FAWN is a new cluster architecture that couples low-power, efficient
embedded CPUs with flash storage to provide efficient, fast, and
cost-effective access to large, random-access data. Such a workload is
typical for some existing datacenter systems like Dynamo (Amazon), Voldmort
(LinkedIn), and memcached (Facebook). The authors use consistent hashing (as
in some structured P2P systems) for lookup (but not routing) and use log
structured logging to cope with Flash's expensive random writes.


Strengths:

The authors identified a well-motivated problem scenario in data-center
computing environment.  The authors have made great observations that power
consumption is a significant part of the total cost of ownership and neither disk nor DRAM are cost-effective. Aimed at
optimizing power consumption without sacrificing performance, the authors
have set off for a very interesting system that uses low-power embedded CPU
together with Flash storage.

The authors constructed the FAWN system nicely. They cleverly adopted
existing techniques that are well-suited for a well-motivated problem
scenario.

The authors have demonstrated the benefits of the approach through
interesting evaluation on both performance and total cost of ownership.

Weaknesses:

An open question (which is acknowledged by the authors) is how would such a
system cope with a variety of work loads, such as that of MapReduce. Would
FAWN still have the the same kind of power efficiency over traditional
cluster constructions?

===========================================================================
                          SOSP 2009 Review #188D
                 Updated Monday 27 Apr 2009 9:42:54am PDT
---------------------------------------------------------------------------
               Paper #188: FAWN: A Fast Array of Wimpy Nodes
---------------------------------------------------------------------------

                         Evaluation: A. Excellent paper. I'd really want to
                                        see this paper in SOSP (I will
                                        Champion it).
                         Confidence: Y. I am knowledgeable in the area,
                                        though not an expert.

===========================================================================
                          SOSP 2009 Review #188E
                 Updated Thursday 4 Jun 2009 8:32:12am PDT
---------------------------------------------------------------------------
               Paper #188: FAWN: A Fast Array of Wimpy Nodes
---------------------------------------------------------------------------

                         Evaluation: B. Good paper. I don't mind having it
                                        in SOSP.
                         Confidence: Z. I am not an expert. My evaluation
                                        is that of an informed outsider.

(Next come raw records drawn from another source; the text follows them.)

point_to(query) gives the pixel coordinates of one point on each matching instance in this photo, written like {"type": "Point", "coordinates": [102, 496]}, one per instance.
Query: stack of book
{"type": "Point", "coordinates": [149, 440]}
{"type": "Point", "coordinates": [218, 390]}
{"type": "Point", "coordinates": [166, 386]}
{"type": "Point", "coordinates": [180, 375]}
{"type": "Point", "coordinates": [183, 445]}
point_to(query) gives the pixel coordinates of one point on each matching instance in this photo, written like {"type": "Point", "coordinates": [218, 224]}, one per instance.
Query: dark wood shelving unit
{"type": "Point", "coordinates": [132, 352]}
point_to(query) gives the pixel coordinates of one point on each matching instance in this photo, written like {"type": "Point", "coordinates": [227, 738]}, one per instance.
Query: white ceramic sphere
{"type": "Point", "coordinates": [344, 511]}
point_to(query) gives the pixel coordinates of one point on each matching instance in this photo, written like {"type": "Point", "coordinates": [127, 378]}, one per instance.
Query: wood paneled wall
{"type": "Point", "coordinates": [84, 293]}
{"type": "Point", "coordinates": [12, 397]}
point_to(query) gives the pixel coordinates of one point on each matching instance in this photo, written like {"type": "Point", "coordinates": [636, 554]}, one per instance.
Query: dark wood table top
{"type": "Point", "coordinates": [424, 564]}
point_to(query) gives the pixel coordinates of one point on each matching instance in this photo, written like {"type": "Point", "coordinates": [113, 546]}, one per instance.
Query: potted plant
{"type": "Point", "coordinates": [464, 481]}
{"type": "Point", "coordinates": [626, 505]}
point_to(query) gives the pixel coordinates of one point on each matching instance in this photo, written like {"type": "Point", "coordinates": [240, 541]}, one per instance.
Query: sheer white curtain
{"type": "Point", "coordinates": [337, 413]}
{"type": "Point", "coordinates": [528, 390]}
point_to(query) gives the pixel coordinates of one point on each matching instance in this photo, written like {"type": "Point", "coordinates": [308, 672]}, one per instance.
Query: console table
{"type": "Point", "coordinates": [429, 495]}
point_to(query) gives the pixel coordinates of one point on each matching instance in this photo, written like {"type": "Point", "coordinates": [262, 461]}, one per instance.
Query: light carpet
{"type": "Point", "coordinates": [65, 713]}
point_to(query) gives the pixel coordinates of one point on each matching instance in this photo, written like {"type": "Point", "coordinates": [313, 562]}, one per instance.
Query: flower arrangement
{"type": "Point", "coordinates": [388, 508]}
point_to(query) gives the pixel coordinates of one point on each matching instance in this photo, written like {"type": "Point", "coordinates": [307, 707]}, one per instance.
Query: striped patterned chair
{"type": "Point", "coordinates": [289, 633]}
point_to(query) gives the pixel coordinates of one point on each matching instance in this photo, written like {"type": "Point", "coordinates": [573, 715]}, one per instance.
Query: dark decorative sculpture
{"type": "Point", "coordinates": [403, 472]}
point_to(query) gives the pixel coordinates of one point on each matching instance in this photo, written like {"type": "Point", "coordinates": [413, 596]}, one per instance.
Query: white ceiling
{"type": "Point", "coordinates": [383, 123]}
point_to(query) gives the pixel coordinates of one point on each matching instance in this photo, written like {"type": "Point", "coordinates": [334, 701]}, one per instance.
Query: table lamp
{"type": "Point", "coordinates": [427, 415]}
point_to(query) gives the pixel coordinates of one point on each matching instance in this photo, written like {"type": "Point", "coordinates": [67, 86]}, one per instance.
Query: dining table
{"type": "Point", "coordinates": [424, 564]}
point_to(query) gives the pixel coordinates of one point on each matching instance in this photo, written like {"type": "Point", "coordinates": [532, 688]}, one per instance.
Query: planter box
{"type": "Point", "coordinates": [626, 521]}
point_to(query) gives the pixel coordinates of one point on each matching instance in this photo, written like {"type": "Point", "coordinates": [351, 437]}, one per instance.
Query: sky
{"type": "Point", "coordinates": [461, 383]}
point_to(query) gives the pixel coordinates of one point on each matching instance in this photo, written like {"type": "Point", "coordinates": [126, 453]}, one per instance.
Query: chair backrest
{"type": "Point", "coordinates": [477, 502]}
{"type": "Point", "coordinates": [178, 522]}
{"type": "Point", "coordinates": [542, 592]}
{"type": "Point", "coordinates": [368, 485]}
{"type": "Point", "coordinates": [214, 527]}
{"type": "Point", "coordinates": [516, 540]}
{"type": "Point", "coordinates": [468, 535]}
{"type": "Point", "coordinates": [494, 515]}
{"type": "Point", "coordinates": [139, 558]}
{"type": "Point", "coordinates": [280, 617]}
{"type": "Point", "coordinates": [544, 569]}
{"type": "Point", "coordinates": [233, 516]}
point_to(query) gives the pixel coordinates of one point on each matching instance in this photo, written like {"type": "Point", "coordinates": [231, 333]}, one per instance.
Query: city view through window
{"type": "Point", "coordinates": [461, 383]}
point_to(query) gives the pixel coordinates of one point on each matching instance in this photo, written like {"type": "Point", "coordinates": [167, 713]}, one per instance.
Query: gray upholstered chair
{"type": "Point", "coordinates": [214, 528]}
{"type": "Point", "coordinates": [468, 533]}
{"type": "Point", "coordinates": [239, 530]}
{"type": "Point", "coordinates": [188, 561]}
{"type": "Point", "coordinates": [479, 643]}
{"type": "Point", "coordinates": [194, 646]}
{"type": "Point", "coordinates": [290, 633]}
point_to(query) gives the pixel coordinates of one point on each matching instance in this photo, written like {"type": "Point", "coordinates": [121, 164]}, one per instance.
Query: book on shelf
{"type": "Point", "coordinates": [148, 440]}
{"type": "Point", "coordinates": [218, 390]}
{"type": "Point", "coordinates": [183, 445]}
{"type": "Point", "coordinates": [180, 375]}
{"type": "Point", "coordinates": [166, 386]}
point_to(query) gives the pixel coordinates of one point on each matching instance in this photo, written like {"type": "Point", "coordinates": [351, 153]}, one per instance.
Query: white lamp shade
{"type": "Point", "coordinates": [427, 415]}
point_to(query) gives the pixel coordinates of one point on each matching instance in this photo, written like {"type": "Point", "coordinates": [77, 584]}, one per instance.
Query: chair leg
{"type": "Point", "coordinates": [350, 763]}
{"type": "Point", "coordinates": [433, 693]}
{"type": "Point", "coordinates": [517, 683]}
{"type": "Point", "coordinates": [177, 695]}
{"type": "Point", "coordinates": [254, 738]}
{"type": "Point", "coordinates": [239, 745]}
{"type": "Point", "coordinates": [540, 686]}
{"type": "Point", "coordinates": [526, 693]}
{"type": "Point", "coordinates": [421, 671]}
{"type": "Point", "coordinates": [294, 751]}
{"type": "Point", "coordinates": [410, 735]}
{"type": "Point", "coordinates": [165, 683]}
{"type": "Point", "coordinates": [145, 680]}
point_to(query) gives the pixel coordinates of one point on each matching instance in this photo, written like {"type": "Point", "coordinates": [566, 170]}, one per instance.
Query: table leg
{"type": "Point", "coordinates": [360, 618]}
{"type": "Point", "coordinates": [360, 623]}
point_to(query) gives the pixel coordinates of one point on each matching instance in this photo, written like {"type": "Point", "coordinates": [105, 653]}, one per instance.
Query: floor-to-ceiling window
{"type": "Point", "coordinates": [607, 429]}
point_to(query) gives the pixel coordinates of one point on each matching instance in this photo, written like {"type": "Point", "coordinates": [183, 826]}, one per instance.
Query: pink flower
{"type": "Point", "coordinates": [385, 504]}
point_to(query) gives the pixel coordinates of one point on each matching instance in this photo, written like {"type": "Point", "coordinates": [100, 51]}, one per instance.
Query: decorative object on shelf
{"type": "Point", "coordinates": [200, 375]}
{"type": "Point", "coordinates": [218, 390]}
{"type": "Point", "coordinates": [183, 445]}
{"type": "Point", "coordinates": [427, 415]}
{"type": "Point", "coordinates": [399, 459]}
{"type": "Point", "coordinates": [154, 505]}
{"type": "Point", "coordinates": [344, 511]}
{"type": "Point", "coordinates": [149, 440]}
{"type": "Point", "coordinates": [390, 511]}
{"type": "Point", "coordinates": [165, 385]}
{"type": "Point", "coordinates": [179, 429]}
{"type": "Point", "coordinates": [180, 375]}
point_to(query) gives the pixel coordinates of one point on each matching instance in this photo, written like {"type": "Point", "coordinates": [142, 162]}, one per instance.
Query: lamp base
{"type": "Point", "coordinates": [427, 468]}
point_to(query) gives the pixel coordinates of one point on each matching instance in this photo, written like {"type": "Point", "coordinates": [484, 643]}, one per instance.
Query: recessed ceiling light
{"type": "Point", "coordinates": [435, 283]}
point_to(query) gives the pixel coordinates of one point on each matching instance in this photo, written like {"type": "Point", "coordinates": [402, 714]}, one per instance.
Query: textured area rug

           ===== Paper summary & rationale for evaluation =====

+ Complete system
+ First system that builds a key-value system on flash

Others have made the observation that flash is much lower power than
hard drives and have built file systems around flash.

Should compare with other papers that use flash in embedded systems:

ELF (Sensys 2004), also uses log-structured technique to build flash
file system.

Capsule (Sensys 2006), log-structured object store for flash

===========================================================================
                          SOSP 2009 Review #188F
                Updated Tuesday 12 May 2009 11:31:58am PDT
---------------------------------------------------------------------------
               Paper #188: FAWN: A Fast Array of Wimpy Nodes
---------------------------------------------------------------------------

                         Evaluation: B. Good paper. I don't mind having it
                                        in SOSP.
                         Confidence: Y. I am knowledgeable in the area,
                                        though not an expert.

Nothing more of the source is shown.